In tempi in cui non esistevano frigoriferi né congelatori, gli abitanti dell’area etnea avevano già scoperto un metodo geniale per conservare il freddo: raccogliere la neve dell’Etna. Questa pratica, che risale al Medioevo e si è protratta fino all’inizio del ‘900, vedeva protagonisti i cosiddetti “nivaroli”, uomini che salivano in quota per immagazzinare la neve nei “nevari”, ovvero grandi fosse scavate nella roccia lavica, isolate con frasche e cenere vulcanica.

I “nivaroli”: i veri antenati dei gelatai catanesi

Il mestiere del nivarolo era durissimo e pericoloso. Gli uomini partivano di notte, trasportavano la neve a spalla o con muli, e la stipavano nei nevari. Quando l’estate arrivava, il ghiaccio così ottenuto veniva tagliato in blocchi, avvolto nella paglia e trasportato a Catania e nei paesi etnei, dove veniva venduto come bene di lusso. Serviva per raffreddare cibi e bevande, ma anche – e qui viene il bello – per creare le prime rudimentali granite.

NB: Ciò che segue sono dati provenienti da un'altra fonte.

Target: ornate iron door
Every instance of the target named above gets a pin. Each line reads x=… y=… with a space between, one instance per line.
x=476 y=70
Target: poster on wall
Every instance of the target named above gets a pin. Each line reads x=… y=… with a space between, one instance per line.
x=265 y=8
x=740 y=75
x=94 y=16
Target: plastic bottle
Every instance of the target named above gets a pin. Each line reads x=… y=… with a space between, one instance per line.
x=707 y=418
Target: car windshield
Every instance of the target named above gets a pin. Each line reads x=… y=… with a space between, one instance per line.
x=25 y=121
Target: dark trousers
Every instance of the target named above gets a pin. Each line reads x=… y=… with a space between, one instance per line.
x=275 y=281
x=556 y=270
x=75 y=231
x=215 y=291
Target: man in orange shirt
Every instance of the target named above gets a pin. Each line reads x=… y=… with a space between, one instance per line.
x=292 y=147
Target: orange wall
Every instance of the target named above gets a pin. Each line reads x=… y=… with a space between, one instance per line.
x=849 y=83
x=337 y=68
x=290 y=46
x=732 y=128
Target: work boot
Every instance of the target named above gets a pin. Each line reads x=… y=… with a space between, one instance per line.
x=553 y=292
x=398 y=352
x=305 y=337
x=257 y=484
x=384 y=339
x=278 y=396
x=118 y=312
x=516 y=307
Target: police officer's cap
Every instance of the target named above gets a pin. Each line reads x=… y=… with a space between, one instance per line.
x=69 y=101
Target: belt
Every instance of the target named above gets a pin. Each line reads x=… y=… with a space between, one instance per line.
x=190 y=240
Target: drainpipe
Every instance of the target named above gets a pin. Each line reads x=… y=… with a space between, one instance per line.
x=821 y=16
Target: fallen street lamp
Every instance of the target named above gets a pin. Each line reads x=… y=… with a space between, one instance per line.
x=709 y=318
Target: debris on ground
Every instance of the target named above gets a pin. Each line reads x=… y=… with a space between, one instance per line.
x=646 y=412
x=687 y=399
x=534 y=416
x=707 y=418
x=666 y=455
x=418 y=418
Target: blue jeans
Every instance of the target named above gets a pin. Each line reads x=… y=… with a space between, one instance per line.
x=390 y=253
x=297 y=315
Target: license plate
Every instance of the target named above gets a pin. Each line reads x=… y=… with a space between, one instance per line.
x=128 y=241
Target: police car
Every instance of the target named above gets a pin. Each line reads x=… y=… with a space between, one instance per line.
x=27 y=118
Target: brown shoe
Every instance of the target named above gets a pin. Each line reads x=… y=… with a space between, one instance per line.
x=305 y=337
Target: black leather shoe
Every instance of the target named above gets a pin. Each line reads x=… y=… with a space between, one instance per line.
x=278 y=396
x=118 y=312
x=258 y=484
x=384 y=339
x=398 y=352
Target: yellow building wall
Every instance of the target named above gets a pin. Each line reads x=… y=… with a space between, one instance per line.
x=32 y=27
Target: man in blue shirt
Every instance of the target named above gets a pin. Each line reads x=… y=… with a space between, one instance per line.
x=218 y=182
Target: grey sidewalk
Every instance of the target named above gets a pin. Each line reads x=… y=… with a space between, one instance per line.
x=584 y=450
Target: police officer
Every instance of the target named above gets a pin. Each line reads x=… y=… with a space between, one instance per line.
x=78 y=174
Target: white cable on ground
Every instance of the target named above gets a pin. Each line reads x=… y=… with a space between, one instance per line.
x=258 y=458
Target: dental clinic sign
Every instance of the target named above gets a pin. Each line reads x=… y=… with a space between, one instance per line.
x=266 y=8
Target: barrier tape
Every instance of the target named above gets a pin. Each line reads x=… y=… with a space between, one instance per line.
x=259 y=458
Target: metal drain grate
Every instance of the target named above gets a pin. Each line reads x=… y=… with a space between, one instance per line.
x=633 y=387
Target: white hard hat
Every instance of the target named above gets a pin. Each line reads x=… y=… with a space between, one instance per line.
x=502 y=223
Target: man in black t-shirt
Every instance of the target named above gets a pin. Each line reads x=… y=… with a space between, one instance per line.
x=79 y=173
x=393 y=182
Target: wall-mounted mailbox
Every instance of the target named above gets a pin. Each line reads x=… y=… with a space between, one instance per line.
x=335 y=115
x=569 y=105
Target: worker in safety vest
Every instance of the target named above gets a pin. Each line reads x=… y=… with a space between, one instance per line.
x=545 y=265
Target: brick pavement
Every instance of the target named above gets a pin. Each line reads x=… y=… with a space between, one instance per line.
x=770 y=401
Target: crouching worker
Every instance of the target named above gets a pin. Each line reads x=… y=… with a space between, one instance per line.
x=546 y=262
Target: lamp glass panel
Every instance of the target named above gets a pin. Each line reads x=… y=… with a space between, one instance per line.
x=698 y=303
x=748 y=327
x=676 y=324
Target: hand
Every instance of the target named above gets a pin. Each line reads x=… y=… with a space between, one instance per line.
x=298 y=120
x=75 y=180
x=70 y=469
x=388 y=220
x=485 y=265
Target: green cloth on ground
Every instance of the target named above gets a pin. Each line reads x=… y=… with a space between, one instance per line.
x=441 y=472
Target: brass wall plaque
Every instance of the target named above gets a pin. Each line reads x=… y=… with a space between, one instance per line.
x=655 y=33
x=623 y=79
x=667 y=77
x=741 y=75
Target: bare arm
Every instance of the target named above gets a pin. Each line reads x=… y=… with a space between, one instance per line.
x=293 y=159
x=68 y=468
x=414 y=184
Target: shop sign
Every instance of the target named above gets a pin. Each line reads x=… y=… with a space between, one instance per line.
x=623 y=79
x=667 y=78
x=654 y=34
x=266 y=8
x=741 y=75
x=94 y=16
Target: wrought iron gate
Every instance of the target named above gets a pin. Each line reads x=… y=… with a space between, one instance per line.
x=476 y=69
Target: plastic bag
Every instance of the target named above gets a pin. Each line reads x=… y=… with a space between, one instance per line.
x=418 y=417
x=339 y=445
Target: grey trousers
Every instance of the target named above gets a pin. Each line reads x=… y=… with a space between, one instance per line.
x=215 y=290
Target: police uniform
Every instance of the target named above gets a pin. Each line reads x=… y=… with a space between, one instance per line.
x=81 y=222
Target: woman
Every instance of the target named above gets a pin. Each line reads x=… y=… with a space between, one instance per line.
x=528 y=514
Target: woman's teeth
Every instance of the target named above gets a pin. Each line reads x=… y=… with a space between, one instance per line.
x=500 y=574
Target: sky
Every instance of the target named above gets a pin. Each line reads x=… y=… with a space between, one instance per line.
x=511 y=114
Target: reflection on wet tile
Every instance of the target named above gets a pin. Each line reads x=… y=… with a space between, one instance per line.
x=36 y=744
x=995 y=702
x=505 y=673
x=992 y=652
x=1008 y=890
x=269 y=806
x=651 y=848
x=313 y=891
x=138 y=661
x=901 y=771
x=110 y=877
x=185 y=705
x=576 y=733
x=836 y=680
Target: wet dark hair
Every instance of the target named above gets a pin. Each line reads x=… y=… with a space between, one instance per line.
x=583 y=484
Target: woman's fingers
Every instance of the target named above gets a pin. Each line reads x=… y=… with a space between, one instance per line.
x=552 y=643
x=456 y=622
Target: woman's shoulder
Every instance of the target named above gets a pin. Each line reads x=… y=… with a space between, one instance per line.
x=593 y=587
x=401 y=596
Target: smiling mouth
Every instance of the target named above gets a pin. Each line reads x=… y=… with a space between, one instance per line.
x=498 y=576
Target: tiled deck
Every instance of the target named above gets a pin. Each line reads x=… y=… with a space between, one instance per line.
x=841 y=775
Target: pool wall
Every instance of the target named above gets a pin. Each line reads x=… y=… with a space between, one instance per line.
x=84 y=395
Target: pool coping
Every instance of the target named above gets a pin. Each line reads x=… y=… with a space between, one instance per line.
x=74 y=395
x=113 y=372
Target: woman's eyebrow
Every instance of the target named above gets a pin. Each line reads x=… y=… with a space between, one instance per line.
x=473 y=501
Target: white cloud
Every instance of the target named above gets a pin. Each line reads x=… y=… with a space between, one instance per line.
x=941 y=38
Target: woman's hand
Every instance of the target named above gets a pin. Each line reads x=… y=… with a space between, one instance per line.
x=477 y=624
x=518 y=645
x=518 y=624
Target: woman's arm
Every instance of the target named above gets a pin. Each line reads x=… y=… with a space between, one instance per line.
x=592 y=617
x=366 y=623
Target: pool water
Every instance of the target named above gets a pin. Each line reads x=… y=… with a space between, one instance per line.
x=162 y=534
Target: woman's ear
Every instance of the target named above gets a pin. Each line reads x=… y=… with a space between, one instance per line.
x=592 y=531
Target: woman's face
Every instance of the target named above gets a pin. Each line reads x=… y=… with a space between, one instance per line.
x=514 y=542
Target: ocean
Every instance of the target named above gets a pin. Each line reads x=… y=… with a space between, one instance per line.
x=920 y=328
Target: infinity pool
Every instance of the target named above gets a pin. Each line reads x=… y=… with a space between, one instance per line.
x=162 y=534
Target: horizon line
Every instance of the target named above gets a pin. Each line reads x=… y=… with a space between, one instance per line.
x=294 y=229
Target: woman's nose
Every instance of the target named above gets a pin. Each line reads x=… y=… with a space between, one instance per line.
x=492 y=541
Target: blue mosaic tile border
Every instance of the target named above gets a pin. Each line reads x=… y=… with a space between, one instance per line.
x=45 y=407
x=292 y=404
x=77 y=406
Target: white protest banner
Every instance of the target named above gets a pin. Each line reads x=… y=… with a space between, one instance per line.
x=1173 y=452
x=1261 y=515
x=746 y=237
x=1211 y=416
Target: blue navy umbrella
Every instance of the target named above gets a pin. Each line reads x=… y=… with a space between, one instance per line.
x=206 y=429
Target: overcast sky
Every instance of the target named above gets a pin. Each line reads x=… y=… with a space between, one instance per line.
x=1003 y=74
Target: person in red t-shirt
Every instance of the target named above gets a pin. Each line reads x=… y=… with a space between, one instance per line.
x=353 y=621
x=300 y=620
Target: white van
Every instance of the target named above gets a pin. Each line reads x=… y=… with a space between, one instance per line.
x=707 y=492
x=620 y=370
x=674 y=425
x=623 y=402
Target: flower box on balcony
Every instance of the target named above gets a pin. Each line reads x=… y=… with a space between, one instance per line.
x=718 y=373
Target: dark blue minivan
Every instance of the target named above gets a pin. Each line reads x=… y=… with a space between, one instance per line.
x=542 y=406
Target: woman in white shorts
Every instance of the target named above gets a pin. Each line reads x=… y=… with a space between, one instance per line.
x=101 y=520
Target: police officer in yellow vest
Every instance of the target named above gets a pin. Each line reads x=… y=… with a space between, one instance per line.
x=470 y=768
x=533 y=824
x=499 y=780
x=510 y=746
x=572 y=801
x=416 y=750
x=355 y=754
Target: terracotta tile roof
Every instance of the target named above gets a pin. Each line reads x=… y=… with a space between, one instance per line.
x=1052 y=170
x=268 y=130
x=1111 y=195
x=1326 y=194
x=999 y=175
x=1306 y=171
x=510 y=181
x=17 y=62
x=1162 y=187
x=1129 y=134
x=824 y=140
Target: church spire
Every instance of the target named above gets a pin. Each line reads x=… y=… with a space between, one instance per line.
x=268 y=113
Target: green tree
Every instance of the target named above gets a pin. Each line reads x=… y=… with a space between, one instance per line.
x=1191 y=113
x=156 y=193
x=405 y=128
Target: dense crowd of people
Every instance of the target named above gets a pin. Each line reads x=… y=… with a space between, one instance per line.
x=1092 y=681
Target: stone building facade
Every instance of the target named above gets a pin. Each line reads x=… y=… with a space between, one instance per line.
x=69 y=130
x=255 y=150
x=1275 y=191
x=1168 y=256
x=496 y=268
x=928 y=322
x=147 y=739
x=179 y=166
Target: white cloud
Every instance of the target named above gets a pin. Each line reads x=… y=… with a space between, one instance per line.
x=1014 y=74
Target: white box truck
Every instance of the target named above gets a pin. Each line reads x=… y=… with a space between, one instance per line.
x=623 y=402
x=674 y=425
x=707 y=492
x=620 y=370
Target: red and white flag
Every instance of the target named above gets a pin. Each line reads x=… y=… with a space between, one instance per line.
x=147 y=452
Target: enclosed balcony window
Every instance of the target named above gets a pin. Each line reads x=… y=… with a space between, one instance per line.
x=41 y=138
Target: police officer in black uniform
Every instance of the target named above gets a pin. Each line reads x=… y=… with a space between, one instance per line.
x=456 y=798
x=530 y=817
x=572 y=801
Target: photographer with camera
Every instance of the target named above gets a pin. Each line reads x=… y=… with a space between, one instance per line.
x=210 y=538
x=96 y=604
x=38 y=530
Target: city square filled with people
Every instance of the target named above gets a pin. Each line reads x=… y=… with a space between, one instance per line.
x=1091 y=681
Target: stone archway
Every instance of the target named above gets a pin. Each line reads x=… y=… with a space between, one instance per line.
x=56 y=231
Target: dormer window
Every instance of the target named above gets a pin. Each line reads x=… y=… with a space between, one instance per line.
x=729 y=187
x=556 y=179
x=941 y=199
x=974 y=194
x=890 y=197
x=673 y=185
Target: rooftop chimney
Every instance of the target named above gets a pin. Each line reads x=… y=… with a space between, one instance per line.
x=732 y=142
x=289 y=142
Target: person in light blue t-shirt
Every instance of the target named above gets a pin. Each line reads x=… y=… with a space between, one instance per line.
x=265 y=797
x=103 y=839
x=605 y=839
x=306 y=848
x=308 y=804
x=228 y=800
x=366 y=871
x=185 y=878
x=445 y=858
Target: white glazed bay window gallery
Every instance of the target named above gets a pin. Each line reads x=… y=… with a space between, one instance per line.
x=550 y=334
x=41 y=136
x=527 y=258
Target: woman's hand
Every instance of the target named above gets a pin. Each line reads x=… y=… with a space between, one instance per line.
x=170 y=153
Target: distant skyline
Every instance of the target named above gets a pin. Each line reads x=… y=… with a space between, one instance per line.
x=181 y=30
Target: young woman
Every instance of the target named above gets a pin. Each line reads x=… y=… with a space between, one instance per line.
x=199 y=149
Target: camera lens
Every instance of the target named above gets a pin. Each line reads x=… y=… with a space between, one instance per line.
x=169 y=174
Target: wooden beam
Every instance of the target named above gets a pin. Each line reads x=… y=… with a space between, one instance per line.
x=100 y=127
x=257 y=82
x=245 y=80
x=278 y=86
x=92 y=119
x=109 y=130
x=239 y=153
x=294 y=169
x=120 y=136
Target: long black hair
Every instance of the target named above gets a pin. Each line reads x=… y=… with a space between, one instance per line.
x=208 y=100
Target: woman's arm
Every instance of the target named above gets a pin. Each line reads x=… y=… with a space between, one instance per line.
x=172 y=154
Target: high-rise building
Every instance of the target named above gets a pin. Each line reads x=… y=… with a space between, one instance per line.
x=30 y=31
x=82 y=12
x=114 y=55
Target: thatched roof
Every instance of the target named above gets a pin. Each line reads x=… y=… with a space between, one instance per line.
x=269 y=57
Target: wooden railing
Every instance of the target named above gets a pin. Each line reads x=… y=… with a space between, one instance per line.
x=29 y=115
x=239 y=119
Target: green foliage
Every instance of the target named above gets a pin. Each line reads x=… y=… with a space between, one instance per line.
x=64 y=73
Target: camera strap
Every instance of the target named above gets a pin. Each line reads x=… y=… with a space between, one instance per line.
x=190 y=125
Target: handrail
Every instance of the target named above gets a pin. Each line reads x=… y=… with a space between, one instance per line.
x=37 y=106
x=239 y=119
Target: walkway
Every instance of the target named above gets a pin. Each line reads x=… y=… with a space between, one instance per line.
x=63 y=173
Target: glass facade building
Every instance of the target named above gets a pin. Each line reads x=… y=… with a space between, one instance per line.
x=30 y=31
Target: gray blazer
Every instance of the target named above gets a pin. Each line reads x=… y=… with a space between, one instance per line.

Il legame con la granita: come nacque un’icona siciliana

Proprio grazie al ghiaccio dell’Etna, i catanesi poterono iniziare, sin dal Seicento, a mischiare la neve con sciroppi naturali, miele e succo di limone. Era l’alba della granita artigianale, molto diversa da quella moderna, ma già fresca, dolce e sorprendentemente raffinata. Questo antenato della granita veniva chiamato “rattata” o “neve di limone”. Con l’arrivo del XIX secolo e l’introduzione dei sorbettieri, la granita si perfezionò, ma restò legata alla neve vulcanica.

I nevari dell’Etna: una rete organizzata tra boschi e crateri

Sul versante est dell’Etna, a quote comprese tra i 1200 e i 2000 metri, esistevano decine di nevari. Alcuni dei più importanti si trovavano nei territori di Pedara, Nicolosi, Zafferana e Trecastagni. La raccolta avveniva soprattutto nei mesi di gennaio e febbraio, mentre la distribuzione durava fino a settembre. Era una vera e propria industria artigianale del freddo, con prezzi regolamentati, contratti e depositi urbani a Catania.

Un’eredità culturale che resiste nel DNA catanese

Anche se l’attività dei nivaroli si è estinta con l’arrivo del frigorifero elettrico, l’impronta culturale è rimasta fortissima, specialmente a Catania, dove la granita è molto più di una colazione: è un rituale identitario. La connessione con l’Etna, col sudore degli uomini che raccoglievano la neve, con le grotte laviche usate per conservare il ghiaccio… è impressa in ogni cucchiaino.

Curiosità: una storia quasi dimenticata

Fino agli anni ’30 del Novecento, alcune famiglie conservarono questa tradizione secolare. In alcuni casi, la neve veniva addirittura esportata via nave da Catania verso Malta o Napoli, a dimostrazione di quanto fosse pregiato questo bene. Con l’avvento della modernità, la figura del nivarolo è scomparsa… ma alcuni discendenti ancora oggi ricordano quei sacrifici, e ne custodiscono testimonianze fotografiche o utensili originali.